En outre, l’administration Biden semble espérer qu’en s’engageant avec la Chine, elle pourra créer des divergences entre Pékin et Moscou et enfoncer un coin dans l’alliance sino-russe. Ignatius affirme que Moscou a considéré avec « effroi » les cogitations de Sullivan-Wang à Vienne.

L’hypothèse révisée de l’administration Biden est que les objectifs et les priorités de la Chine dans la situation en Ukraine sont fondamentalement en désaccord avec ceux du Kremlin et que, par conséquent, la chose intelligente à faire est d’abandonner le rejet catégorique par Washington de l’initiative de paix de Xi Jinping sur l’Ukraine ou de critiquer le soutien de la Chine à la Russie, mais plutôt de positionner les États-Unis comme un interlocuteur coopératif pour le rétablissement de la paix et d’inciter Pékin à faire pression sur Moscou pour qu’elle fasse des compromis.

Fondamentalement, l’hypothèse ici est que la Russie peut encore être isolée sur l’échiquier géopolitique.

Mais la grande question demeure : L’administration Biden est-elle en mesure de surmonter l’influence de l’opinion publique américaine, qui se trouve également être en alliance avec des hauts fonctionnaires dans les couloirs du pouvoir en Ukraine ?

Ivo Daalder, ancien ambassadeur américain auprès de l’OTAN (dans l’administration Obama) et actuellement président de l’influent Chicago Council on Global Affairs, a écrit aujourd’hui un article d’opinion percutant dans Politico après une visite à Kiev : « L’échec stratégique de Poutine ne sera complet que si Moscou comprend que l’Ukraine est définitivement perdue – perdue physiquement, économiquement, politiquement et stratégiquement. Assurer cet échec devrait être l’objectif ultime, non seulement pour l’Ukraine, mais aussi pour l’Occident ».

Sa thèse est que les arguments stratégiques en faveur de l’intégration de l’Ukraine dans l’Occident touchent au cœur du conflit actuel et que toute autre solution ne ferait que prolonger le conflit et poserait de nouveaux défis en matière de sécurité pour le système d’alliance occidental. Comment réaliser une telle intégration ?
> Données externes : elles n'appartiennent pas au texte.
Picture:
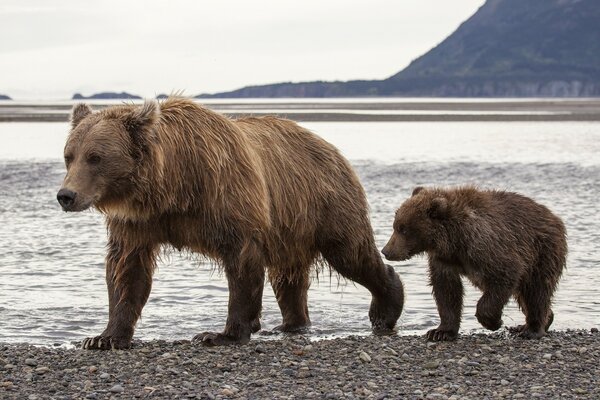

C’est ce que propose M. Daalder : « Même sans une fin officielle de la guerre, sans parler d’une paix réelle, les États-Unis et les autres pays de l’OTAN doivent faire savoir clairement qu’ils sont attachés à la sécurité de l’Ukraine et qu’ils étudieront des arrangements provisoires – comme ils l’ont fait pour la Finlande et la Suède – jusqu’à ce que l’Ukraine devienne un membre à part entière. »

Alors que l’attention des médias se porte sur le début de la soi-disant contre-offensive de Kiev, le centre du conflit ukrainien se déplace vers le sommet de l’OTAN des 11 et 12 juillet à Vilnius, en Lituanie, dans moins de deux mois, auquel Zelensky a été invité.

La tournée européenne actuelle de M. Zelensky – il s’est également rendu en Finlande et aux Pays-Bas ces dernières semaines – peut être considérée comme une préparation au sommet de Vilnius. En d’autres termes, les préliminaires ont commencé. Ce n’est pas la contre-offensive ukrainienne qui est stupide ! La Russie – et la Chine – doivent s’attendre à de mauvaises surprises.